Paylaş
Ülkemizde sürekli değişikliğe uğrayan sınav sistemi yeni yapılandırmalarla farklı düzeydeki okullara girişler için küçük yaşlarından itibaren öğrencileri ve ailelerini etkileyen oldukça yıpratıcı ve engelleyici bir süreç haline gelmiştir.
Sınav kaygısı ortaokul öğrencilerine kadar indi
Önceden üniversite yerleştirme sınavına hazırlık sürecinde sınav kaygısı ile destek almaya gelen gençler ve ailelerinden söz ederken şimdilerde bu ortaokul öğrencilerine kadar inmiştir.
Büyümenin en hızlı gerçekleştiği dönemlerden biri olan ve aynı anda fiziksel, zihinsel, duygusal ve hormonal açıdan birçok değişiklikle karşı karşıya kalan gencin, çocukluktan yetişkinliğe geçiş köprüsünde araya sıkışan ve kendini bulmaya çalışan kimlik sürecinin bir yansımasıdır ergenlik.
Ergenlik döneminde sınav kaygısı
Bu dönem ile çakışan sınavlar kendini göstermek, kanıtlamak ve kabullendirmek gibi meseleleri olan genç açısından oldukça kaygı yaratıcı bir unsur olabilmektedir. Sınavın öğrenci üzerinde yarattığı algı; ”Test ediliyorum, sınavlarla birlikte test edilen sadece bilgi birikimim değil aynı zamanda kişiliğim, arkadaş ilişkilerim, aile ilişkilerim, statüm.” “Sınavlardan düşük not almam demek; bana güvenen öğretmenlerimin, ailemin gözünde değer kaybetmem demek. “
Tüm bunlar bu sürece yıllarca hem maddi hem de manevi olarak yatırım yapmış olan anne-babaların çabaları ve isteyerek veya istemeden gencin üzerinde kurulan baskı ile birleşerek sınav kaygısı dediğimiz başlık altında gencin düşünce, duygu ve davranışlarını etkileyen ve bir kısır döngüde kendini tekrar eden bir duruma dönüşmektedir.
Bedensel tepkiler konsantrasyonu olumsuz etkiliyor
Belli bir olay ve durum karşısında kişinin geliştirdiği kaygı minimum düzeyde beklenen ve vücudun kendini tehlikelere karşı hazırlaması için savunma düzeneği iken başarıyı destekleyen motivasyonu da sağlayan bir işleyiştir.

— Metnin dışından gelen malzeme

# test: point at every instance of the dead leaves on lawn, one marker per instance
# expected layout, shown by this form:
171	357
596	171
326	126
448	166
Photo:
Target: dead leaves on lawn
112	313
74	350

Ancak belli bir düzeyin üzerine çıkan kaygı artık beynin işleyişini olumsuz etkilemeye ve zihni sürekli meşgul eden düşüncelere, bedensel tepkilere, kaçınma davranışlarına yol açmaktadır. Mide bulantısı, el titremesi, nefes düzensizlikleri, kalp çarpıntısı, kontrol dışı bağırsak hareketleri gibi bedensel tepkiler dikkat ve konsantrasyonu da olumsuz yönde etkileyerek başında korkulan ve kaçınmak istenen durumun gerçekleşmesine yani başarısızlığa sebep olur.
Sınav kaygısının kaynağının bulunması ilerlenecek yönün aydınlatılmasını sağlar
Sınav kaygısı yaşayan bir genç için, çalışma alışkanlıklarının, zaman yönetiminin, kendilikle ilgili mükemmeliyetçi yaklaşımın, görev ve sorumlulukları erteleme durumunun, başarısız olma ve değerlendirilme ile ilgili korkuların, aile ve çevrenin beklentilerinin, geleceğe yönelik düşünce ve inançların üzerinde değerlendirmeler yapılması ve bu başlıkların yeniden yapılandırılması gerekmektedir.
Ergenlik dönemine denk gelen sınavlar birey açısından sorunu ayrıca büyütmekte
Öyle ki sınav kaygısı psikoterapi merkezlerine başvurularda önde gelen şikâyet nedenlerinden bir tanesi olup çoğu zaman tedavi gerektiren sadece sınav algısı olmaktan çıkıp, beden algısı, depresif duygulanım, genelleştirilen kaygılar, aile ve arkadaş ilişkileri gibi birçok alt başlığı kapsayabilmektedir.
Destek arayışına çıkan anne-baba ve genç için ortak motivasyon ve anne-baba tarafından sorunun sahiplenilmesi, sadece öğrenci üzerinden gitmek yerine “Bu bizim sorunumuz, neler yapabiliriz?” bakış açısının gence daha faydalı olduğu bilinmektedir.